- O'Brien says that stories can save us. Through the stories, O'Brien keeps Linda and Ted Lavender and Kiowa and Curt Lemon alive. (Don't worry, you're going to find out who Linda is later.)
- When O'Brien has only been in Vietnam for four days, the platoon takes sniper fire from a village, so Jimmy Cross orders an air strike on the place. When they've completely destroyed it, they go in.
- The only person there is an old man lying dead by a pigpen. The other guys go over and shake his hand, introducing themselves. Dave Jensen tries to get O'Brien to do the same, but he can't. It's too real for him, and he's scared.
- Later, Kiowa tells him that he thought that was impressive. He wishes he'd had the guts to say no. He asks O'Brien if it was the first time he's seen a body, and O'Brien says that the body reminded him of his first date. (Um.)
- Linda and Timmy are nine and in love. Timmy takes her out on his very first date. They go to a movie—with Timmy's parents, of course.
- Timmy likes Linda's new red cap, and compliments her on it. She smiles, but his mother glares at him.
- In Vietnam, when Ted Lavender dies, Mitchell Sanders asks the body how the war is going, and someone answers "mellow" in Lavender's voice. O'Brien says that stories animate bodies.

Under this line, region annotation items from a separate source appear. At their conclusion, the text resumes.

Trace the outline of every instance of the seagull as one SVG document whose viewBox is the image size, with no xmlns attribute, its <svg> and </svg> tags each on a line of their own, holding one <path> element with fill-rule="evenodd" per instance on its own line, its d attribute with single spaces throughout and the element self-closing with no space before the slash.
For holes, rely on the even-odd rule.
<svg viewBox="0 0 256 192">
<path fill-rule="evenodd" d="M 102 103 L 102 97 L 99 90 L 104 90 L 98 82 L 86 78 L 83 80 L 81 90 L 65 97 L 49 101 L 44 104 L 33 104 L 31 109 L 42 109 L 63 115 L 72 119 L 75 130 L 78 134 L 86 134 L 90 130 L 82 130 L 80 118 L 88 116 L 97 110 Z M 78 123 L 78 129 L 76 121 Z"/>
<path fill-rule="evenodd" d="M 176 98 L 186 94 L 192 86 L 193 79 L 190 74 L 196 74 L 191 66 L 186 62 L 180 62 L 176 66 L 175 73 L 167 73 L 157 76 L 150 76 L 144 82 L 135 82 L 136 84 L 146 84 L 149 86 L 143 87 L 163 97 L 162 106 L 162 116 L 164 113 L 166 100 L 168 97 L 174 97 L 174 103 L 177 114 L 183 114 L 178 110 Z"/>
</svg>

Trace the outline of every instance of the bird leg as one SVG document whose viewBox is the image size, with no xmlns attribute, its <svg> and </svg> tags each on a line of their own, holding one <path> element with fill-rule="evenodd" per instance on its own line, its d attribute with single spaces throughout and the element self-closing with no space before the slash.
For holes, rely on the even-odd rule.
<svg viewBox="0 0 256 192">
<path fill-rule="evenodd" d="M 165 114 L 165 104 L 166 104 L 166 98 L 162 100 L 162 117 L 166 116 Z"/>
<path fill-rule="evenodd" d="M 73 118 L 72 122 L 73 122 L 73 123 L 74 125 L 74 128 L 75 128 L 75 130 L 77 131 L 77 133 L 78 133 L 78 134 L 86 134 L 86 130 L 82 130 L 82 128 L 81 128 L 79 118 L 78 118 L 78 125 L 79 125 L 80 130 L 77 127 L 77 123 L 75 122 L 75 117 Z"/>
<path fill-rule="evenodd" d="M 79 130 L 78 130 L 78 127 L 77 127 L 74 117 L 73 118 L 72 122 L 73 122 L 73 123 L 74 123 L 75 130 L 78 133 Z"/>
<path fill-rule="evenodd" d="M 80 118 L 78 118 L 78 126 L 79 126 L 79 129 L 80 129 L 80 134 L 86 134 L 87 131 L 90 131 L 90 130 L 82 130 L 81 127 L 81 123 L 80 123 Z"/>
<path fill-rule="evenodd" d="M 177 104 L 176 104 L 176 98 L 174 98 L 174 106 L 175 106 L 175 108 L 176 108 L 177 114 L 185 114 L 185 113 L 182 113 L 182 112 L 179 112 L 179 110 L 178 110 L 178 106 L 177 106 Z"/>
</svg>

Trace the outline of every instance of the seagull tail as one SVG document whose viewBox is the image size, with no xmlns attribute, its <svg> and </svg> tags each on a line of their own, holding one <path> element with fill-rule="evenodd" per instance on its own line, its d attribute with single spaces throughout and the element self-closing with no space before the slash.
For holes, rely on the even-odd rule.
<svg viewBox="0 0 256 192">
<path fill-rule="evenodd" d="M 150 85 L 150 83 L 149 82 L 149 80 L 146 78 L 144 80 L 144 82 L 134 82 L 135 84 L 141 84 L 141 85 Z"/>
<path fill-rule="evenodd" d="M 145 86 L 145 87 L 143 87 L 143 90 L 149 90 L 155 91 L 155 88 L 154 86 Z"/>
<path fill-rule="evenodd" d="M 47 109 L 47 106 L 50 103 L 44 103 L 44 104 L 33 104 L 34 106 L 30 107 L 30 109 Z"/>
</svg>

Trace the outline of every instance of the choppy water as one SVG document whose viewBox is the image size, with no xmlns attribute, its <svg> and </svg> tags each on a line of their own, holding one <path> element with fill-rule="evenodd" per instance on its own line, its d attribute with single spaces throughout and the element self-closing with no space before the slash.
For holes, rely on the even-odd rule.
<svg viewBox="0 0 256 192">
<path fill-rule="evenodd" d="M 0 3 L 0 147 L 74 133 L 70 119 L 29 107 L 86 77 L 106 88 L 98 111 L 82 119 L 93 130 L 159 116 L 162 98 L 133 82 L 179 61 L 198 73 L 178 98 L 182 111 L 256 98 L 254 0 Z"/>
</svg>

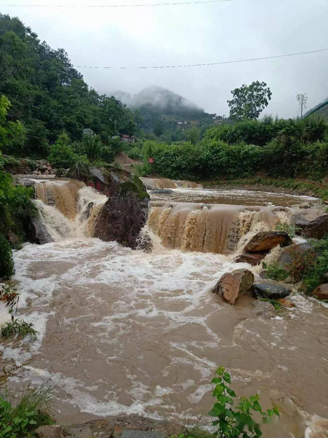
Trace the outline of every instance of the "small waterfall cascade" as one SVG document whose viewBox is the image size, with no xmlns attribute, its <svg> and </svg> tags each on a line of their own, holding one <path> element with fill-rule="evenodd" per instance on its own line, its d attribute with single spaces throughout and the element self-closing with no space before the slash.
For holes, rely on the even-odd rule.
<svg viewBox="0 0 328 438">
<path fill-rule="evenodd" d="M 202 188 L 202 185 L 194 181 L 170 180 L 168 178 L 140 178 L 146 188 L 157 189 Z"/>
<path fill-rule="evenodd" d="M 172 180 L 168 178 L 140 178 L 147 189 L 176 189 L 177 185 Z"/>
<path fill-rule="evenodd" d="M 107 197 L 75 180 L 40 181 L 35 190 L 42 226 L 54 241 L 93 236 Z"/>
<path fill-rule="evenodd" d="M 148 226 L 169 249 L 228 254 L 251 236 L 289 222 L 286 207 L 153 202 Z"/>
</svg>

- Timmy and Linda watch The Man Who Never Was for their first date. O'Brien can't stop thinking about one of the dead bodies in the movie. They go to Dairy Queen afterwards, then say goodnight to each other.
- Linda keeps wearing her new cap to school. A kid named Nick Veenhof keeps teasing her about it. Timmy doesn't do anything about the teasing. One day, Nick pulls the cap off, and reveals to the entire class that Linda is almost bald. She has cancer.
- She looks at Timmy, and Timmy nods. Timmy and Nick walk her home that day.
- O'Brien uses stories to save Linda's life—to bring her back, however briefly.
- Linda dies. Timmy tries to imagine what it's like to be dead, picturing Linda, trying to make her alive. He sees her in his mind, and he starts to cry. She tells him to stop crying—that it doesn't matter.
- Back in Vietnam, the soldiers pretend that death isn't as awful as it is. They tell stories about the dead as if they're still alive, like Ted Lavender and Curt Lemon.
- After Linda dies, Timmy gets his father to take him to see the body. When he looks at it, he doesn't recognize it as Linda.
- One day, when O'Brien and Mitchell Sanders are assigned to pick up twenty-seven bloated, disgusting enemy bodies, death hits home. Mitchell Sanders tells O'Brien that death sucks, as if that's some great wisdom.
- Timmy kept making up stories in which Linda was alive. She says things like "Once you're alive, you can't ever be dead," and "Do I look dead?" (113-4).
- They go ice-skating in his dreams. Linda tells him that death is like being inside a book that nobody's reading.
- In 1990, O'Brien is still dreaming of Linda being alive, along with Kiowa, and Ted Lavender, and Curt Lemon, and even himself, as Timmy.